Even so, my doctor has assured me that I can and should continue my same activity levels, including running. Today, I ran two miles – and it was glorious. Today was the first time that I was able to run two miles consecutively; usually I need to get off the treadmill and take a break.
But honestly, that’s the thing about running. It’s exhausting (even more so now), but it has a way of making us feel alive. Somehow, the fatigue from exhausting ourselves through running morphs into potent energy and improved mental stamina. I told my husband today that running is keeping me sane, and it truly is.
Running has been there for me during this whole pregnancy, and it’s stood close by me and hasn’t let me down.
On the days where I ran four miles in July heat and felt afraid that it wasn’t the best idea, running stay by my side.

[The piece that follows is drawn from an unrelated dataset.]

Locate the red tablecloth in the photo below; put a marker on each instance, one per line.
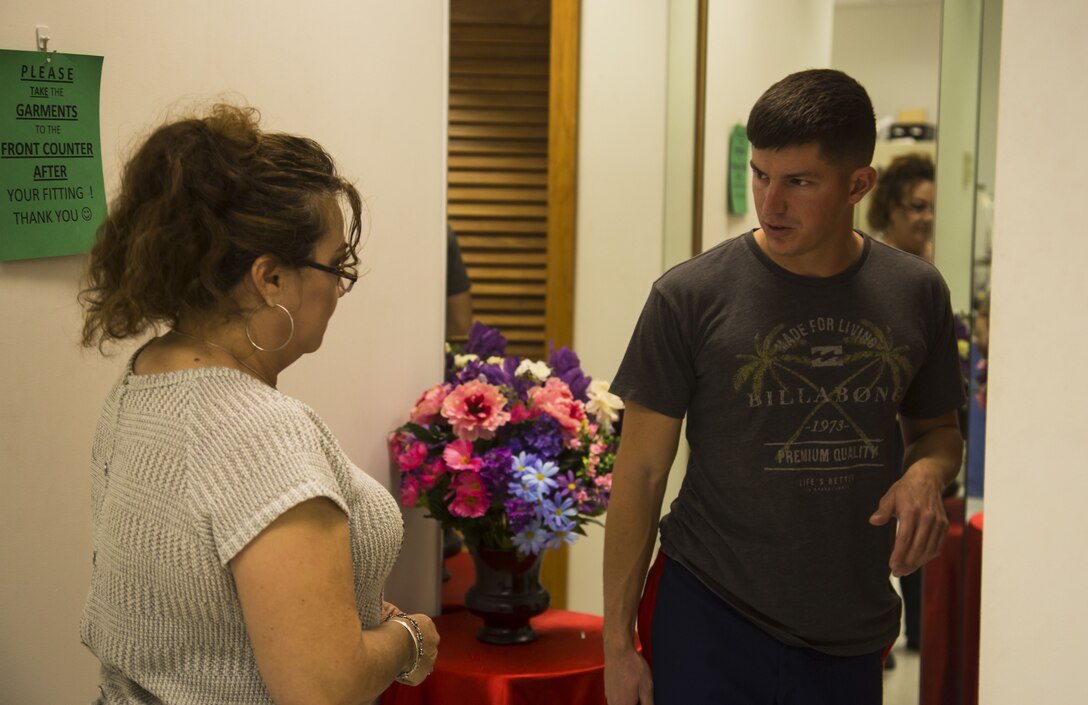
(973, 594)
(564, 665)
(941, 680)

When I cried uncontrollably on the treadmill because I ran a mile over 13 minutes as oppose to my normal pace of sub 9ish and some, knowing what running can do for me helped me get back on the treadmill day after day, mile after mile, even when those miles are now double what my usual pace is.
When I got news that I have some condition that occurs in 1% of pregnancy, one that creates and even BIGGER center of gravity, it’s running that helped me handle that news.
I have come so far that I just don’t have it in me to give up. It’s hard. My feet hurt and most people are telling me to “just relax” but running is relaxation for me. I don’t want to put my feet up; I want to pound the pavement. I don’t want to do a lame workout DVD where I barely sweat; I want to pretend I see a finish line in front of me and push myself a little harder. I don’t want to read a book and just sit still; I want to blast my running playlist and think about how much I have learned from running in the past 34 weeks and 1 day.
Through all of it – six pounds in a week (now totaling 42), good news, bad news, no news…running has been there for me, and I will continue to be there for running. It is my refuge and my safe place, and I’m glad to be on this journey.